Operação Quimera mira lavagem de dinheiro do CV em clubes e pousada no RJ

Polícia Civil e MPRJ investigam esquema que movimentou R$ 11 milhões por meio de clubes recreativos e uma pousada em Búzios para ocultar recursos do tráfico

Por Redação

Várzea Country Clube fica em Água Santa

A Polícia Civil do Rio de Janeiro deflagrou, nesta terça-feira (4), a Operação Quimera para desarticular um esquema de lavagem de dinheiro supostamente ligado ao Comando Vermelho (CV). A ação é realizada em conjunto com o Ministério Público do Estado do Rio de Janeiro (MPRJ) e tem como alvo a utilização de clubes recreativos e de uma pousada para ocultar recursos oriundos do tráfico de drogas.

Agentes da 52ª Delegacia de Polícia (Nova Iguaçu) e promotores do Grupo de Atuação Especial de Combate ao Crime Organizado (Gaeco) cumprem 10 mandados de busca e apreensão em diferentes endereços. Um dos principais alvos é o Várzea Country Clube, localizado no bairro de Água Santa, na Zona Norte da capital fluminense.
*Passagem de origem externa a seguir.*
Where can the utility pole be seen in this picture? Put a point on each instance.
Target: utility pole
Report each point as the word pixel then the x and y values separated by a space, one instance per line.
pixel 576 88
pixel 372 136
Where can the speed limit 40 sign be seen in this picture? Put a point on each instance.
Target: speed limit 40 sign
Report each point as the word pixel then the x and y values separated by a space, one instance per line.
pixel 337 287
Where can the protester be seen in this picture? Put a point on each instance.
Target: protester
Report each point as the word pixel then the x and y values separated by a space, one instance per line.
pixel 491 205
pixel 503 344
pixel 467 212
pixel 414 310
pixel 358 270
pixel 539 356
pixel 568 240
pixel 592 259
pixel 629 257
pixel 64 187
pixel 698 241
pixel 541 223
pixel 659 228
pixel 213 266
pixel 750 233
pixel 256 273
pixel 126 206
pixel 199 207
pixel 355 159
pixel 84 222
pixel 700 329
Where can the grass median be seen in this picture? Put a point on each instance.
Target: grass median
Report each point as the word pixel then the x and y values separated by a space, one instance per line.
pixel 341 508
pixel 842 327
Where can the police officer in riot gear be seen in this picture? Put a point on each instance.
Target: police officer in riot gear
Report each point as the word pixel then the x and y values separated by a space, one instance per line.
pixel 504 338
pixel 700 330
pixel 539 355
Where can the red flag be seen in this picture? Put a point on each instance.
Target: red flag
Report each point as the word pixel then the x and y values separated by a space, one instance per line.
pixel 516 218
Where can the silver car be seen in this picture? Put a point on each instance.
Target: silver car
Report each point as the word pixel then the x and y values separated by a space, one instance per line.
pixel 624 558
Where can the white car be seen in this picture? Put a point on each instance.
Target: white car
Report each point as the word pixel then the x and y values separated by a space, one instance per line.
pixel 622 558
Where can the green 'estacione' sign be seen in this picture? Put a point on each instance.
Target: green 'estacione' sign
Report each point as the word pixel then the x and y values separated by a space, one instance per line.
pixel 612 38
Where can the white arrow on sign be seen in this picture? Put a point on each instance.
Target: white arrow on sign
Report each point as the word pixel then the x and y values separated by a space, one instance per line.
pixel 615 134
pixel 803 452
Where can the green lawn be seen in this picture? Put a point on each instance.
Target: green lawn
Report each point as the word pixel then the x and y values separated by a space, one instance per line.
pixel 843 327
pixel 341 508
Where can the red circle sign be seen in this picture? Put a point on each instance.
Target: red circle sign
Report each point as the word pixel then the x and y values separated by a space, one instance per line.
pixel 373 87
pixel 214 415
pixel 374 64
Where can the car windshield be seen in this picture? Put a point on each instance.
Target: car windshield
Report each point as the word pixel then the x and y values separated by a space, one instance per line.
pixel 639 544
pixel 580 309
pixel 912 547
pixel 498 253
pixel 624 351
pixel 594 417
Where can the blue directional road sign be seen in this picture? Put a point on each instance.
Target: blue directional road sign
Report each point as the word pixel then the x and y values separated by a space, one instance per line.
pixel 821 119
Segundo as investigações, o esquema teria movimentado mais de R$ 11 milhões em menos de seis meses, utilizando pessoas físicas, empresas e estabelecimentos comerciais para dificultar o rastreamento dos recursos.

Investigação começou após denúncias de extorsão

As apurações tiveram início em 2025, após dirigentes do Social Clube Marabu, no bairro Encantado, denunciarem que traficantes ligados ao Morro do Dezoito passaram a exigir o pagamento mensal de R$ 6 mil para permitir o funcionamento do espaço. Além da cobrança ilegal, o grupo criminoso teria tentado assumir o controle administrativo do clube.

Durante a investigação, a Polícia Civil identificou indícios de um esquema semelhante no Várzea Country Clube.

De acordo com a delegada Kely Goularte, responsável pelas investigações, o clube funcionava normalmente, promovendo festas, eventos e outros serviços, mesmo sem possuir uma diretoria formalmente constituída.

A polícia identificou um núcleo familiar que administrava informalmente o estabelecimento e movimentou aproximadamente R$ 11 milhões em menos de seis meses.

Relatórios de inteligência financeira apontaram movimentações incompatíveis com a renda declarada dos investigados, além de diversas transferências bancárias, depósitos em dinheiro e operações fracionadas via PIX entre familiares, empresas e pessoas físicas.

Pousada em Búzios também é alvo

Outro foco da Operação Quimera é a pousada Menino do Rio, em Armação dos Búzios, na Região dos Lagos.

Segundo a investigação, o estabelecimento possui apenas 16 quartos e cinco funcionários, com diárias em torno de R$ 540 durante a alta temporada. Apesar da estrutura considerada de pequeno porte, a pousada movimentou cerca de R$ 3,44 milhões em pouco mais de seis meses.

Os investigadores também identificaram mais de 600 depósitos em espécie, que somaram aproximadamente R$ 955 mil, valores considerados incompatíveis com o porte do empreendimento.

A suspeita é de que o local tenha sido utilizado para inserir na economia formal recursos provenientes do tráfico de drogas.

Esquema utilizava empresas e familiares

Conforme a Polícia Civil, o grupo utilizava pessoas físicas e jurídicas para ocultar a origem do dinheiro, pulverizar recursos financeiros e dificultar o rastreamento patrimonial.

As movimentações financeiras identificadas apresentam características típicas de lavagem de dinheiro, segundo os investigadores, que continuam apurando a participação dos envolvidos e a ligação das empresas com o Comando Vermelho.